Previously, AWS provided access to HPC clusters, but users had to manage their own administrative resources. Now, customers aiming to scale scientific and engineering workloads can leverage familiar tools on AWS, including the Management Console and software development kits. The integration of Slurm allows users to migrate existing workflows to the AWS HPC cluster seamlessly, without the need for rearchitecting. Enterprises can also easily connect any APIs.
Colle emphasized that AWS's offering simplifies cluster administration, allowing customers to completely offload Slurm management to the service.
Availability
The service is initially available in several AWS regions, including Ohio, Northern Virginia, and Oregon in the United States; Frankfurt, Stockholm, and Ireland in Europe; and Sydney, Singapore, and Tokyo in Asia-Pacific.

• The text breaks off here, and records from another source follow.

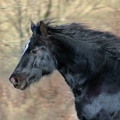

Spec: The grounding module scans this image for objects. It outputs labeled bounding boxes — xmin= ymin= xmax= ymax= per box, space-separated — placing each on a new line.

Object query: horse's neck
xmin=57 ymin=48 xmax=120 ymax=93
xmin=52 ymin=36 xmax=95 ymax=89
xmin=52 ymin=35 xmax=120 ymax=91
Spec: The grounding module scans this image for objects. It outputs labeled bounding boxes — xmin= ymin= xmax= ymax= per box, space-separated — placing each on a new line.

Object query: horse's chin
xmin=14 ymin=74 xmax=46 ymax=90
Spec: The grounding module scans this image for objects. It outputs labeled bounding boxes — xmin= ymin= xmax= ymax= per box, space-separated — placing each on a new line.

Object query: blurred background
xmin=0 ymin=0 xmax=120 ymax=120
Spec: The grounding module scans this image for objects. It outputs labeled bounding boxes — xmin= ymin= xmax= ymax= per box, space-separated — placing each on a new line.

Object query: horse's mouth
xmin=14 ymin=81 xmax=28 ymax=90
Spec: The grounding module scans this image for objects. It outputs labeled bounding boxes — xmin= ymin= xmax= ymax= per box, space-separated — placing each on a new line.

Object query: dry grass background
xmin=0 ymin=0 xmax=120 ymax=120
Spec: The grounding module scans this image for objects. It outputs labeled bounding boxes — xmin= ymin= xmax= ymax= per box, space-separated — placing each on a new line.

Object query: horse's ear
xmin=40 ymin=21 xmax=48 ymax=37
xmin=31 ymin=21 xmax=36 ymax=32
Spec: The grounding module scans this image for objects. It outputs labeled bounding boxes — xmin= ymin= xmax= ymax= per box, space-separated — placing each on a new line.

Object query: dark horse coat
xmin=9 ymin=20 xmax=120 ymax=120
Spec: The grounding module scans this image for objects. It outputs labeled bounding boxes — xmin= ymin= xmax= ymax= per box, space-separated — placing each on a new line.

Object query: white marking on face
xmin=22 ymin=39 xmax=30 ymax=56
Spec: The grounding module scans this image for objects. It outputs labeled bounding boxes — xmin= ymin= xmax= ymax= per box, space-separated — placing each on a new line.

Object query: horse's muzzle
xmin=9 ymin=73 xmax=28 ymax=90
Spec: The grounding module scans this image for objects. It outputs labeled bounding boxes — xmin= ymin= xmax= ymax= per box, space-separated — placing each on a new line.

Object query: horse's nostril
xmin=13 ymin=77 xmax=18 ymax=82
xmin=11 ymin=77 xmax=18 ymax=85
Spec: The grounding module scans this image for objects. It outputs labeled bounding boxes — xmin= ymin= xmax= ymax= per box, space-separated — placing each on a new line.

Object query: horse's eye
xmin=31 ymin=49 xmax=37 ymax=54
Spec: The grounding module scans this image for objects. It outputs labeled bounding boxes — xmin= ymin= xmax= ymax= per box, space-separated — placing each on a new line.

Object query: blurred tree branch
xmin=44 ymin=0 xmax=52 ymax=19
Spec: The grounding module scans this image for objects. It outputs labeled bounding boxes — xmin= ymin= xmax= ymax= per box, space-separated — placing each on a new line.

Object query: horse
xmin=9 ymin=20 xmax=120 ymax=120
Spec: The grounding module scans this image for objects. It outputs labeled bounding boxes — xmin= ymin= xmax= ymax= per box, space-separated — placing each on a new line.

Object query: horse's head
xmin=9 ymin=21 xmax=56 ymax=90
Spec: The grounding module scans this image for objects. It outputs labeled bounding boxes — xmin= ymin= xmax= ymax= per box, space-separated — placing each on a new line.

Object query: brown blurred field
xmin=0 ymin=0 xmax=120 ymax=120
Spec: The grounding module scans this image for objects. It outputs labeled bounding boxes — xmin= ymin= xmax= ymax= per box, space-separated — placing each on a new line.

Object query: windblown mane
xmin=44 ymin=21 xmax=120 ymax=61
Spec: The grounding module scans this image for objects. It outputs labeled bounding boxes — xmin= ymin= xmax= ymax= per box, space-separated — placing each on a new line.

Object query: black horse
xmin=9 ymin=20 xmax=120 ymax=120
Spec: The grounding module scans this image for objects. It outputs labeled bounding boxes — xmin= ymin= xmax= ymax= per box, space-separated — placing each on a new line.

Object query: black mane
xmin=46 ymin=22 xmax=120 ymax=61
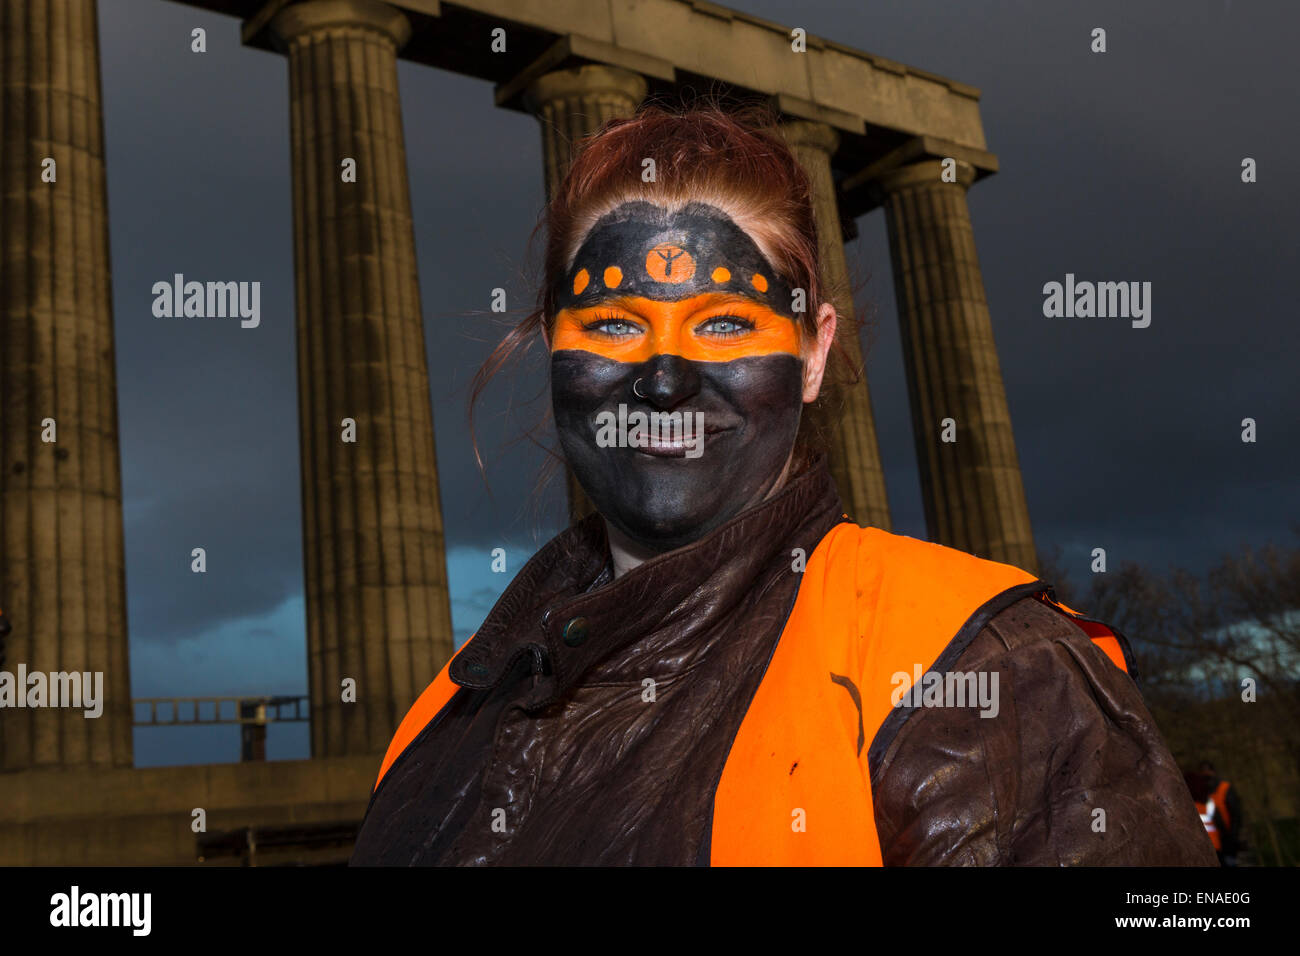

Some AWS customers, including companies like Germany-based Marvel Fusion, have had early access to showcase the range of use cases for HPC clusters. Marvel Fusion uses the service for research on limitless zero-emissions energy, while Australian company Ronin leverages it for HPC simulations in the cloud.
Growing Demand for HPC Clusters
The demand for HPC clusters has surged as companies increasingly rely on compute power for training large language models and other AI foundations. HPC networks are now essential not only for significant calculations like drug discovery but also for various AI workloads.
Traditionally, only major government labs and large corporations had access to supercomputers, with hardware manufacturers such as AMD, Intel, Nvidia, and IBM competing to create faster systems for these clients. However, the rise in interest from diverse companies has accelerated the growth of "HPC-as-a-service" offerings from cloud providers such as AWS, Google, Microsoft Azure, and Penguin Computing on Demand.
Gartner Analyst Tony Harvey notes that while HPC-as-a-service isn't new, evolving use cases are prompting more companies to seek access to supercomputers. "We're likely to see increased competition in this space as more offerings emerge, especially since HPC use now spans beyond just AI," Harvey said.
He added that democratizing access to HPC resources reduces wait times for high-performance supercomputers like the Hewlett Packard Frontier unit in Tennessee, which can have months-long waiting lists. "This enables new users to access these resources, maximizing the value of time for researchers and practitioners engaged in experimentation and predictive modeling," Harvey concluded.